Cardiac catheterisation is a procedure used to diagnose and treat cardiovascular conditions. During the procedure, a long thin tube called a catheter is inserted in an artery or vein in groin, neck or arm and threaded through blood vessels to the heart.
Addressing reporters in Dar es Salaam yesterday, JKCI Director of Cardiology, Dr Peter Kisenge, said the procedure was conducted during a special clinic that started on January 20 and is scheduled to end today.
"Treatment conducted during the procedure totally clear blocked heart arteries and expand some of the veins for children aged one to 18 months," he noted. Dr Kisenge said the clinic coincided with the examination of heart ailments for 32 children where 20 of them will undergo treatment in the clinic and 12 others will be attended by local surgeons starting next week.
He said the plan was to perform catheterisation to 20 children, with the first 15 children who received other treatments having been discharged. SACH Executive Director, Simon Fisher, said over the past three years the institute has led nearly 10 missions to Tanzania, providing lifesaving pediatric cardiac care to dozens of children suffering from heart disease.
"The German foundation Ein Herz fur Kinder have to date supported hundreds of life saving procedures on children suffering from heart disease at our centre in Israeli and have supported two German-Israel medical missions to Tanzania," he said.
Fetal echocardiography is a test similar to an ultrasound that allows doctor to better see the structure and function of the unborn child's heart. Paediatric Cardiologist, Dr Naiz Majani, said greater number of children born with heart problems have had their cases determined at a delayed stage, leading to more problems while growing up.
Dr Majani said the test can be performed between 18 to 20 weeks of pregnancy and that some developed countries have begun treatment to the unborn babies.
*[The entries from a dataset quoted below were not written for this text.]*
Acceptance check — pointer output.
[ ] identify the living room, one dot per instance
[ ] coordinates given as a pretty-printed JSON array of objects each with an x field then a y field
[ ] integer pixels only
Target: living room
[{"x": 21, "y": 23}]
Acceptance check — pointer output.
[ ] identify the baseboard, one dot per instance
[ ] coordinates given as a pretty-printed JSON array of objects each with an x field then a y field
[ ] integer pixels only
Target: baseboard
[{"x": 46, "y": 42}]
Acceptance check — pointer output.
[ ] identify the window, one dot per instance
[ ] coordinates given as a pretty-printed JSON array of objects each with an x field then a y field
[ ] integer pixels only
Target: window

She said by end of 2016, the institute had begun to perform the test of which out of 35 pregnant women, five unborn children were diagnosed with heart problems. All mothers were put under special care until they delivered their babies and one children among them died due to certain complications.
"Many pregnant women are hesitant to undergo the test, but this is very crucial as it will be easier to make follow-up and provide care as soon as possible instead of waiting until the baby has grown up," said Dr Majani.